Liu Chan-Jung, Jan Hau-Chern, Huang Ho-Shiang
Department of Urology, National Cheng Kung University Hospital, College of Medicine, National Cheng Kung University, Tainan 704, Taiwan.
Division of Urology, Department of Surgery, National Cheng Kung University Hospital Dou-Liou Branch, Yunlin 640, Taiwan.
J Pers Med. 2022 Oct 11;12(10):1697. doi: 10.3390/jpm12101697.
(1) Background: To assess the clinical significance of preoperative inflammatory biomarkers combined with atherosclerotic cardiovascular disease (ASCVD) risk score to evaluate carotid artery stenosis in patients with calcium kidney stones; (2) Methods: We conducted a prospective observational case-control study, enrolling 74 patients with calcium kidney stones and 66 age- and sex-matched healthy controls. We calculated the inflammatory biomarkers including the neutrophil-lymphocyte ratio (NLR), monocyte-lymphocyte ratio (MLR), and systemic inflammation response index (SIRI). An ultrasound of the carotid arteries was performed on all participants to identify the severity of the stenosis; (3) Results: All inflammatory biomarkers and the severity of carotid artery stenosis were higher in the calcium kidney stone group than in controls. After stratification of ASCVD, inflammatory biomarkers and carotid artery stenosis severity were still significantly higher in the calcium kidney stone group. Multivariate analyses showed that calcium kidney stones significantly increased the risk of ASCVD and carotid artery stenosis. In multivariate linear logistic regression analyses, calcium kidney stone and ASCVD score had a significant association with carotid artery occlusion, but SIRI did not; (4) Conclusions: Calcium kidney stone is associated with higher levels of inflammatory biomarkers and carotid artery stenosis. Calcium kidney stone is associated with higher levels of inflammatory biomarkers and carotid artery stenosis.

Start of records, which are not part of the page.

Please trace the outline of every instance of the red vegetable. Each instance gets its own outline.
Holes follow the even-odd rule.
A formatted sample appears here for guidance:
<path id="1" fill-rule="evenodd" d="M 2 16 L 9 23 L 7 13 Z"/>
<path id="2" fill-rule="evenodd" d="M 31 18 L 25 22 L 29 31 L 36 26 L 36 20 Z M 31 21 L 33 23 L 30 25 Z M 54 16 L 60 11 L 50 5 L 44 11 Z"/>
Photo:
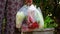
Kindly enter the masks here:
<path id="1" fill-rule="evenodd" d="M 32 25 L 29 26 L 30 29 L 35 29 L 35 28 L 39 28 L 39 25 L 37 22 L 32 23 Z"/>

(1) 背景:评估术前炎症生物标志物联合动脉粥样硬化性心血管疾病(ASCVD)风险评分对肾结石患者颈动脉狭窄的临床意义;(2) 方法:我们进行了一项前瞻性观察性病例对照研究,纳入74例肾结石患者和66例年龄及性别匹配的健康对照。我们计算了炎症生物标志物,包括中性粒细胞与淋巴细胞比值(NLR)、单核细胞与淋巴细胞比值(MLR)和全身炎症反应指数(SIRI)。对所有参与者进行颈动脉超声检查以确定狭窄程度;(3) 结果:肾结石组的所有炎症生物标志物及颈动脉狭窄程度均高于对照组。在对ASCVD进行分层后,肾结石组的炎症生物标志物和颈动脉狭窄严重程度仍显著更高。多因素分析显示,肾结石显著增加了ASCVD和颈动脉狭窄的风险。在多因素线性逻辑回归分析中,肾结石和ASCVD评分与颈动脉闭塞有显著关联,但SIRI无此关联;(4) 结论:肾结石与更高水平的炎症生物标志物及颈动脉狭窄相关。肾结石与更高水平的炎症生物标志物及颈动脉狭窄相关。